Friendship was important to Jesus. And he invites you and me to be part of his list of friends:
“I no longer call you servants, because a servant does not know his master’s business. Instead, I have called you friends, for everything that I learned from my Father I have made known to you.” (John 15:15)
When the time drew near for Jesus to rejoin his Father in the throne-room of Heaven, he shared this message with his (at-the-time) confused followers:
“If you love me, show it by doing what I’ve told you. I will talk to the Father, and he’ll provide you another Friend so that you will always have someone with you. This Friend is the Spirit of Truth. The godless world can’t take him in because it doesn’t have eyes to see him, doesn’t know what to look for. But you know him already because he has been staying with you,
and will even be in you! (John 14:16, The Message)

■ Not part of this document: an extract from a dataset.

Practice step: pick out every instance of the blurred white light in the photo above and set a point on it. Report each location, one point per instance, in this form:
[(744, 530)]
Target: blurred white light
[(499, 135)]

Jesus was a flesh-and-blood man who got tired and hungry, endured insect bites and enjoyed a beautiful sunset, and felt a range of emotion, from anger to sadness. Surely he relished a back-slapping laugh as well as a hearty hug of a loved-one. However, the physically-present Christ would soon be seen no more by his disciples, and in his place would be the Holy Spirit. In ways past our finite mind to fully comprehend, Jesus had been with them, and now would be in them. Forever.
“Never will I leave you, never will I forsake you.” (Hebrews. 13:5)
We have friends, some who know us fairly-intimately. But none have ever been able to live inside us, to fully feel what we feel, whether it be joy or anguish. Only Jesus, through the Holy Spirit (also called Comforter, Counselor, and Friend, among other names) can fulfill that role. And he did so much more; he was willing to die for us:
“Greater love has no one than this, than to lay down one’s life for his friends.” (John 15:13)
Stories have been told of friends and family who were willing to die for their relative or comrade. Jesus, however, exceeded this. He willingly gave his life for his enemies, as we all are before coming to him.
Consider what the friendship of Jesus means to you, and offer thanks to him. And if you haven’t already claimed him as friend – and as Lord – would you do so today?